US asks Sudan to normalize ties with Israel in return for coming off terror list
The United States is pressing Sudan to establish diplomatic relations with the regime of Israel in return for removal of the Northeast African country from a US list of states that sponsor terrorism.
Three Sudanese government officials familiar with the matter, however, told Reuters news agency on Thursday that Khartoum is resisting the linkage of the two issues.
“Sudan has completed all the necessary conditions” an official said on condition of anonymity. “We expect to be removed from the list soon.”
Back in 1993, the US designated Sudan as a state sponsor of terrorism, cutting it off from financial markets and strangling its economy over allegations that the government of former longtime leader Omar al-Bashir was supporting “terrorism.”
Sudan’s interim government took power last year after Bashir was overthrown by the army following mass popular protests. It is set to remain in office until elections in 2022.

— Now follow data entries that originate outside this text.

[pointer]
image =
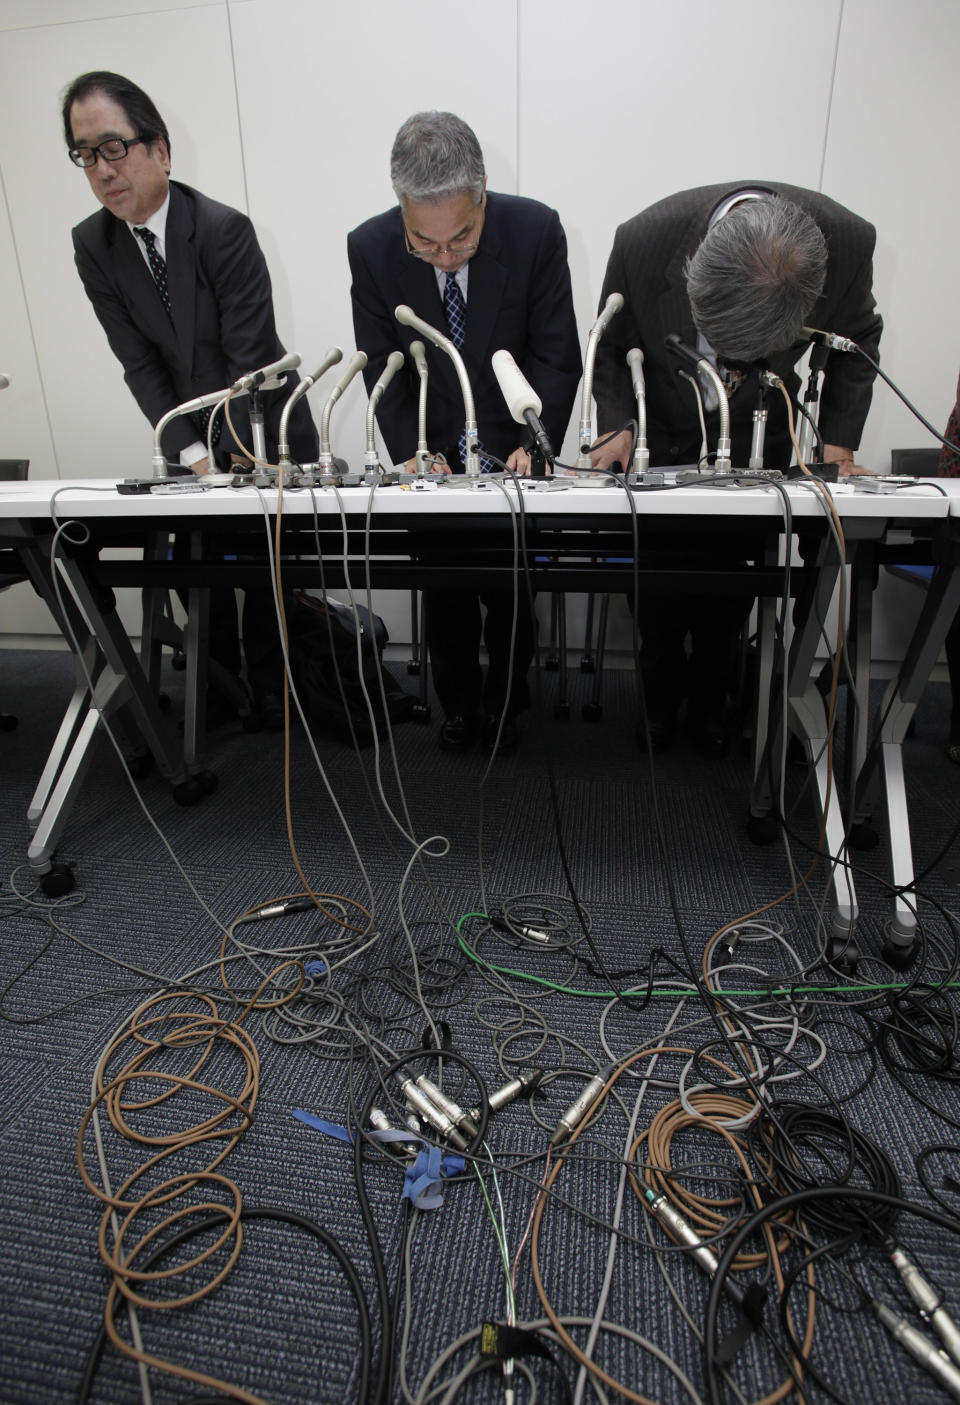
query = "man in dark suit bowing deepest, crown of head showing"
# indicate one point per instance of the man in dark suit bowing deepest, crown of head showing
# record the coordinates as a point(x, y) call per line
point(736, 272)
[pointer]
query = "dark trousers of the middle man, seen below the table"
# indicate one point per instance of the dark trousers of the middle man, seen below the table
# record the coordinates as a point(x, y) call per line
point(455, 634)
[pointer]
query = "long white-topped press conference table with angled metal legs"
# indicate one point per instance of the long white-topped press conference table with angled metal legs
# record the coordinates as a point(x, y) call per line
point(571, 537)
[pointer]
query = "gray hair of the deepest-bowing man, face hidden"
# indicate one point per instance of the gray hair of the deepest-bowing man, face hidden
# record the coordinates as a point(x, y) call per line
point(755, 279)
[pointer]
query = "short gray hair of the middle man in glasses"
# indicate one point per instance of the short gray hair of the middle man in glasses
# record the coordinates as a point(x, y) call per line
point(435, 158)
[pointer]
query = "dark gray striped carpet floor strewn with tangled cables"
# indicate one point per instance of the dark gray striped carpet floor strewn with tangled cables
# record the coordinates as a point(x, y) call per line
point(660, 861)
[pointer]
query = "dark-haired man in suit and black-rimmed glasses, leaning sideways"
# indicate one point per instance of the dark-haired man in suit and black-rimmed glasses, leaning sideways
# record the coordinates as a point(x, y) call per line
point(182, 290)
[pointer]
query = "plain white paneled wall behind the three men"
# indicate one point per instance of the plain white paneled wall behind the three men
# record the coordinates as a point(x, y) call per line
point(287, 109)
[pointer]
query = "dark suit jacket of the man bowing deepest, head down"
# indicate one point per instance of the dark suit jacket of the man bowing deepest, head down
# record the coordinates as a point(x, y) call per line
point(647, 268)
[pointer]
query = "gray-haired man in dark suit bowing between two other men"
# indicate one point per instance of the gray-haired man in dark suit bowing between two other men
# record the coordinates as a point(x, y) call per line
point(497, 268)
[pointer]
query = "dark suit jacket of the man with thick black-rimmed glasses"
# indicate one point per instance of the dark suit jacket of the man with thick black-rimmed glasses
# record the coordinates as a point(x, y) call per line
point(223, 317)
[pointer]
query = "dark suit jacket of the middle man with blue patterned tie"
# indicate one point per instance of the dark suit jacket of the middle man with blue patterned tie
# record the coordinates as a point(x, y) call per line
point(519, 297)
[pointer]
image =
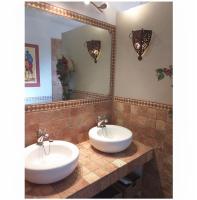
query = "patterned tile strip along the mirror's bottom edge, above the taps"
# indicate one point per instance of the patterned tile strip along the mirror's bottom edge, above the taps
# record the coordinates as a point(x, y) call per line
point(64, 104)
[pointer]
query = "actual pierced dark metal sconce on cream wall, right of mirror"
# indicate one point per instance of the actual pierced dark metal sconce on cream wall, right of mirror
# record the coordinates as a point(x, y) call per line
point(141, 39)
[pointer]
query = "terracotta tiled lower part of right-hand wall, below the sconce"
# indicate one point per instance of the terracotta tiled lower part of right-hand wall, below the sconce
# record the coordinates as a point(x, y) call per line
point(151, 125)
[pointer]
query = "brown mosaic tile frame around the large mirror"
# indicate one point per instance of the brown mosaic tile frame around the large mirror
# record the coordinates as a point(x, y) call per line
point(87, 20)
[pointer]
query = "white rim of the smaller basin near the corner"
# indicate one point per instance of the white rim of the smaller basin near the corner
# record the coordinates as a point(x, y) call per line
point(95, 136)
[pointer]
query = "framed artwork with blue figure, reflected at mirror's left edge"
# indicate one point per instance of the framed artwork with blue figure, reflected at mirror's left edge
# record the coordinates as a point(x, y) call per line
point(32, 70)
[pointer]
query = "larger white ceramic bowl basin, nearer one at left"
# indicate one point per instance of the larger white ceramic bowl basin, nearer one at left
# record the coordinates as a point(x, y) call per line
point(58, 164)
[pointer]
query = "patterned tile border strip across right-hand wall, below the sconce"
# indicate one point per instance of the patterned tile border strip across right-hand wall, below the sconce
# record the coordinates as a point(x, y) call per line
point(137, 102)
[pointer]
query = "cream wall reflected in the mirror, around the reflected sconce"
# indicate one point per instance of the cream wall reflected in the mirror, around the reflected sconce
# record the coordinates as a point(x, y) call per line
point(89, 76)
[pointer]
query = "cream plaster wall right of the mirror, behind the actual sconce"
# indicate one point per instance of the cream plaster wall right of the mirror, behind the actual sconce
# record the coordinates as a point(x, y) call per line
point(137, 79)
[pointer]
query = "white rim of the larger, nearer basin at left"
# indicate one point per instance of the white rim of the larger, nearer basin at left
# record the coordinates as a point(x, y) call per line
point(34, 147)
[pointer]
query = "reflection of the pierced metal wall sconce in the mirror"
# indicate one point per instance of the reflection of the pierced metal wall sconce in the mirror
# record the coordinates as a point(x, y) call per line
point(94, 48)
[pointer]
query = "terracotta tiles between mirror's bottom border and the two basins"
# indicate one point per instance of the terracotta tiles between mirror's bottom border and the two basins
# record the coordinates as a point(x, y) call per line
point(70, 123)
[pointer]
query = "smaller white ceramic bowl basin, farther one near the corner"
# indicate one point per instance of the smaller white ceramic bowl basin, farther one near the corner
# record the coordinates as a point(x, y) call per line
point(110, 139)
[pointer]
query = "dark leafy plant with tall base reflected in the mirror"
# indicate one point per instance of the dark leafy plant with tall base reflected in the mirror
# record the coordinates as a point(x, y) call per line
point(64, 70)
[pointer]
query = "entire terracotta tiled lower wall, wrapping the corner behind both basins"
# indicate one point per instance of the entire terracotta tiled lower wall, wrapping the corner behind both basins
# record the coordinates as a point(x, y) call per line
point(150, 123)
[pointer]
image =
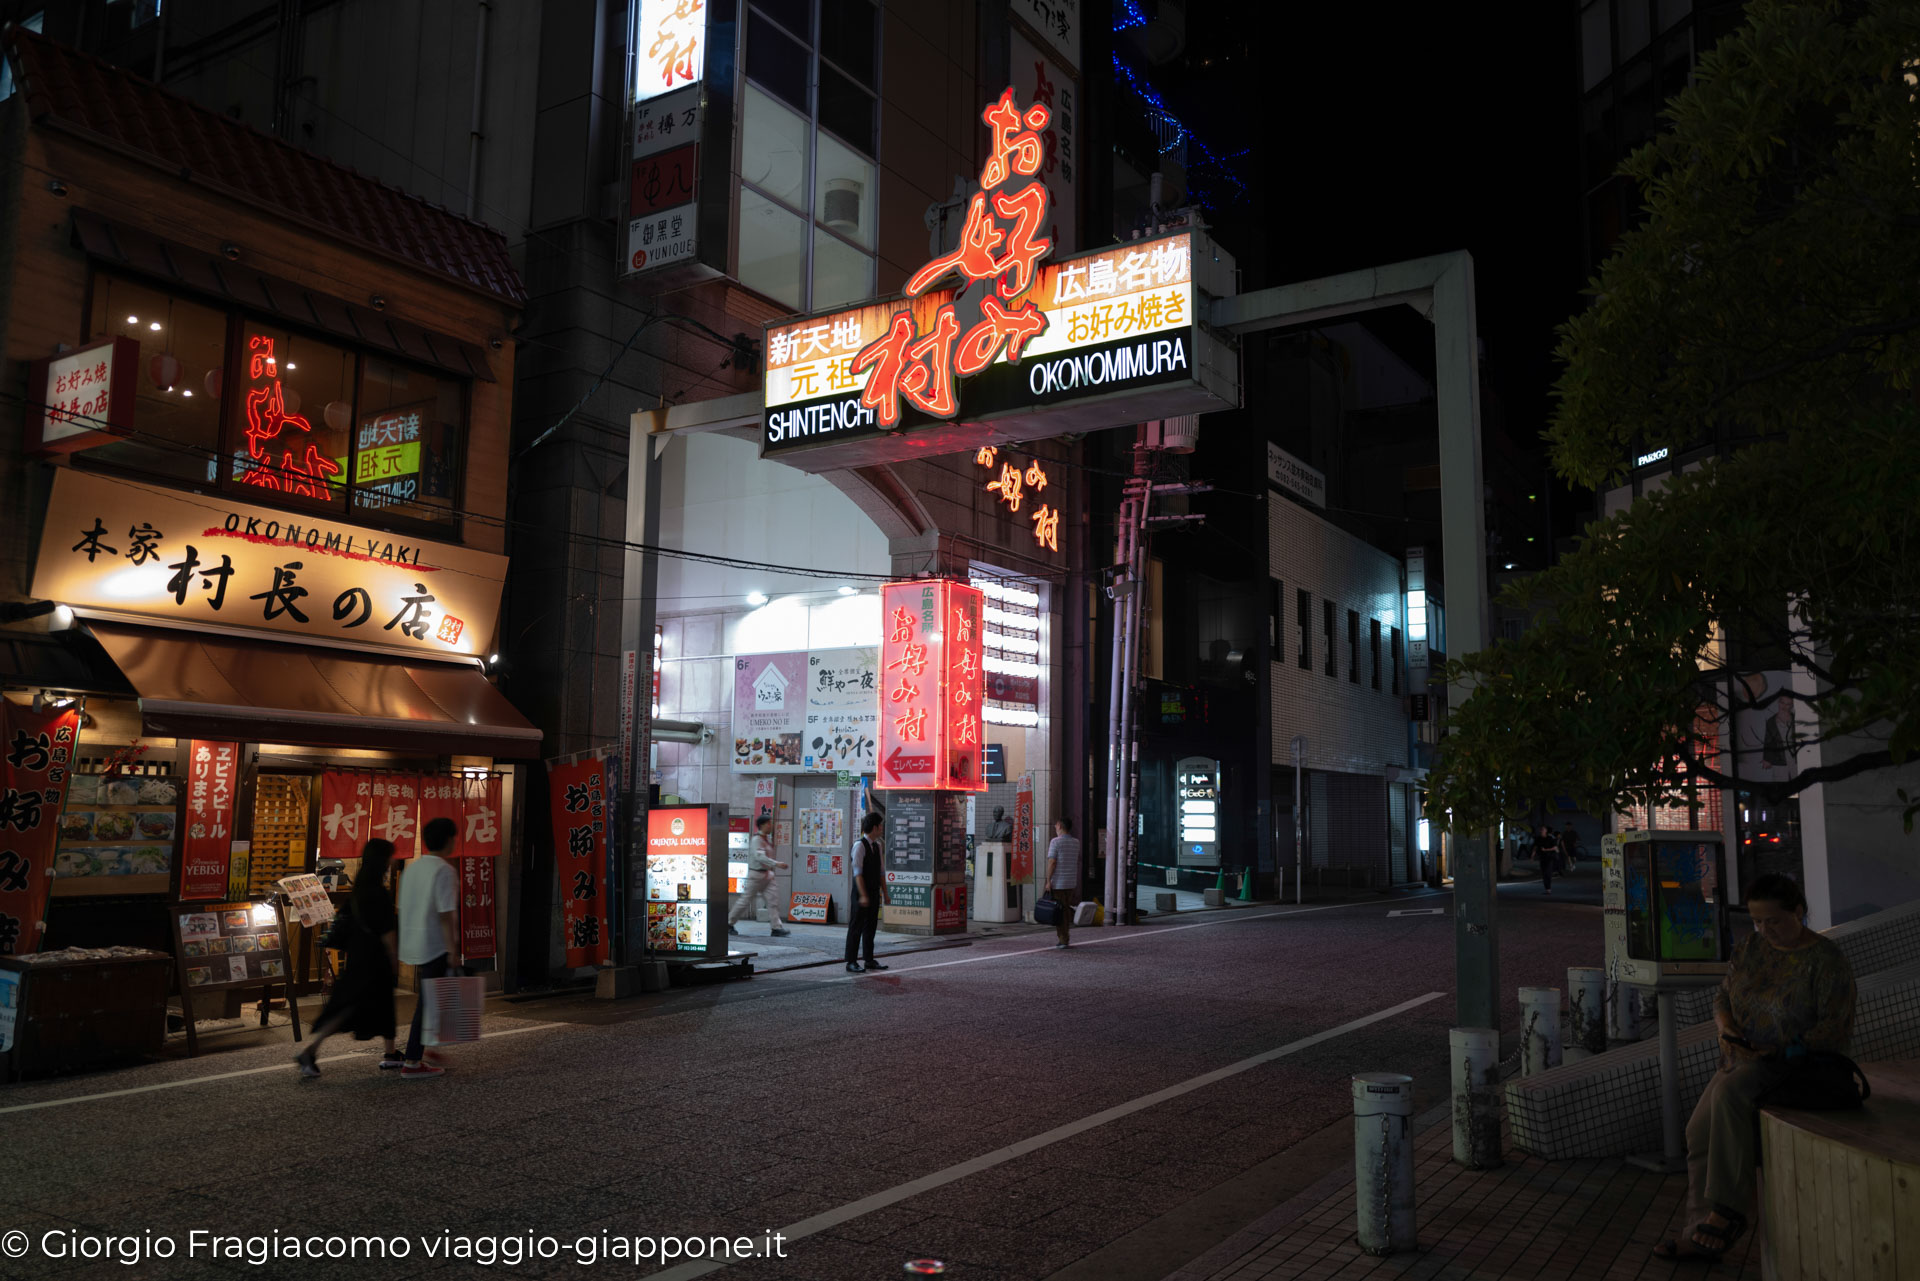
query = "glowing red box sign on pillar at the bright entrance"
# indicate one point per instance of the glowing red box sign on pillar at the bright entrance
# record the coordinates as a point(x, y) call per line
point(932, 687)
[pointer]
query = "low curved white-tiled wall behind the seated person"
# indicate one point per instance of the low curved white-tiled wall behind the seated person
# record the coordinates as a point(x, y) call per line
point(1610, 1105)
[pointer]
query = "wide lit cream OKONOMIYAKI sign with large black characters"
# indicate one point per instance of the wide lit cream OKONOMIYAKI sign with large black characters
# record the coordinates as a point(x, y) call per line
point(124, 548)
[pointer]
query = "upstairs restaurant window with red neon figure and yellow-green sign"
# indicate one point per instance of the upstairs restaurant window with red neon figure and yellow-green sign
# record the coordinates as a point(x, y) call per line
point(308, 423)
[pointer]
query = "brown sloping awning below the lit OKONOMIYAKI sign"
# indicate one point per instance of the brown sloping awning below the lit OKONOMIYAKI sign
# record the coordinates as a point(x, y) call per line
point(268, 692)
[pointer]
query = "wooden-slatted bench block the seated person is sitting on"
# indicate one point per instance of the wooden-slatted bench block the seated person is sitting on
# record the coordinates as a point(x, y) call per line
point(1842, 1190)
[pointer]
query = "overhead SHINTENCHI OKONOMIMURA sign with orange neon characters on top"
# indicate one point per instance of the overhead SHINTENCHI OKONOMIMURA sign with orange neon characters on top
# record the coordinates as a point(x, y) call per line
point(994, 337)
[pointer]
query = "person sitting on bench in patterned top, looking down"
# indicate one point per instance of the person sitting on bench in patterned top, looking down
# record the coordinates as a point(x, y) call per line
point(1788, 992)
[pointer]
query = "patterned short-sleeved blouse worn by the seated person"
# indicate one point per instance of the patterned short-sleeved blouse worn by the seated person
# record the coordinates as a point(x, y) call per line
point(1788, 998)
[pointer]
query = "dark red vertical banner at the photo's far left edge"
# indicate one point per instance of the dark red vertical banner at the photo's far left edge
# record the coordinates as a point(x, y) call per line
point(34, 781)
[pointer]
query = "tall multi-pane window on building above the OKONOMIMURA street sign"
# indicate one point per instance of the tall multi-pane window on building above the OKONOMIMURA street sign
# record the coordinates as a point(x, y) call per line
point(809, 124)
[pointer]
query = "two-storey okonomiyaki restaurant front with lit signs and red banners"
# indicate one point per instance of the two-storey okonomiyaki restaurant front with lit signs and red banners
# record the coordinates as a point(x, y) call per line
point(254, 527)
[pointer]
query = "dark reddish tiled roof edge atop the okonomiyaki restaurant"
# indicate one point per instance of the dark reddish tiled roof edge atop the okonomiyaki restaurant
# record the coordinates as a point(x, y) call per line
point(110, 105)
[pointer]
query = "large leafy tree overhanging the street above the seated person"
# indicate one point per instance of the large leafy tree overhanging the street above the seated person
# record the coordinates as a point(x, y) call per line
point(1769, 306)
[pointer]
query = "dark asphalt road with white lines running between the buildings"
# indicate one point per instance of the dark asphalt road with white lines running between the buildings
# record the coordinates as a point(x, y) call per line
point(1009, 1109)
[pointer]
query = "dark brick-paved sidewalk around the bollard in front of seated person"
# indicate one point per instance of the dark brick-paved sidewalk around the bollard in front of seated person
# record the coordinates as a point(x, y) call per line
point(1583, 1221)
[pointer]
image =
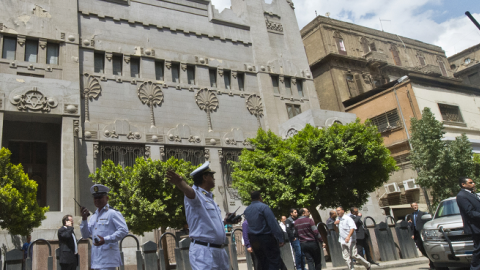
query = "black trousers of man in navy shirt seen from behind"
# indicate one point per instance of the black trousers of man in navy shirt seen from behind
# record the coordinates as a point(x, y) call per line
point(267, 251)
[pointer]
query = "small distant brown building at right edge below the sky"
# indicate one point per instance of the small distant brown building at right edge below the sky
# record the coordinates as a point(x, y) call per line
point(466, 65)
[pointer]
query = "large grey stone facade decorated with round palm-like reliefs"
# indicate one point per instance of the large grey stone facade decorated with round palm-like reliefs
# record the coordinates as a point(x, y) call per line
point(84, 81)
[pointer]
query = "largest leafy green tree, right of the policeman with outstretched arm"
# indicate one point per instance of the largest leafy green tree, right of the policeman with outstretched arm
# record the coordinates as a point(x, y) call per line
point(334, 166)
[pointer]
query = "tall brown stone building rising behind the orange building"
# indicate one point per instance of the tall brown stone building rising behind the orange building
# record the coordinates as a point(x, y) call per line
point(347, 59)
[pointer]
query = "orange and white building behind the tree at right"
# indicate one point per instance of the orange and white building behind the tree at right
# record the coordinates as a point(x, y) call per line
point(391, 108)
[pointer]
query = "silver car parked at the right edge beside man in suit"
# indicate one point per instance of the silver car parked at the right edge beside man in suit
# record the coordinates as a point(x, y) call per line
point(443, 237)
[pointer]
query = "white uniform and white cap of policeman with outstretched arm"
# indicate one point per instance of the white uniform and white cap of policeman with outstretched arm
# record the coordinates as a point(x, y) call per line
point(206, 229)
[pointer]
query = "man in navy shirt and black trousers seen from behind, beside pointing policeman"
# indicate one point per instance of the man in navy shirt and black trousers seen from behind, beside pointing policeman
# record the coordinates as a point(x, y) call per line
point(266, 236)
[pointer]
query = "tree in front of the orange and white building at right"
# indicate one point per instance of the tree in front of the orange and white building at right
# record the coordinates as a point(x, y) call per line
point(438, 162)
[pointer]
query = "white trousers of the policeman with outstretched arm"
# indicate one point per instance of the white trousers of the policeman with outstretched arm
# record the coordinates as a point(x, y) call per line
point(208, 258)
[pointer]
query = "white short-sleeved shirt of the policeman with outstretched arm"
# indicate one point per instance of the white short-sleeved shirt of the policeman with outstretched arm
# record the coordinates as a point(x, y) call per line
point(204, 217)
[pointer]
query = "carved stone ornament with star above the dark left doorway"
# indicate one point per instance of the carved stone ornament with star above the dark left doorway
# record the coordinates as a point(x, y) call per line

Sudanese officials argue that their country’s designation as a state sponsor of terrorism is now undeserved as Bashir's regime has been toppled, and Sudan has cooperated with the US on counter-terrorism ever since.
Earlier this week, US officials indicated during talks with Chairman of the Sovereignty Council of Sudan, General Abdel Fattah al-Burhan, that they want Khartoum to follow the United Arab Emirates (UAE) and Bahrain in establishment of ties with the Tel Aviv regime.
“Sudan made clear to the American side that there is no relationship between removing Sudan from the terror list and exploring relations with Israel,” another Sudanese government source stated.
Even if a normalization deal is struck between Sudan and Israel, the US Congress must still pass a necessary legislation to restore Sudan's sovereign immunity.
Sudan wants the legislation passed before it reaches a $335 million financial settlement with victims of al-Qaeda terror attacks on US embassies in Kenya and Tanzania in 1998.
Sudan's lawyers in the United States said it had already paid an additional $72 million to victims of the families of 17 US sailors, who were killed during an attack on the USS Cole while it was docked in Yemen’s Aden Port in 2000. The attack was apparently sponsored by slain al-Qaeda founder Osama bin Laden who was living in Sudan prior to the attack.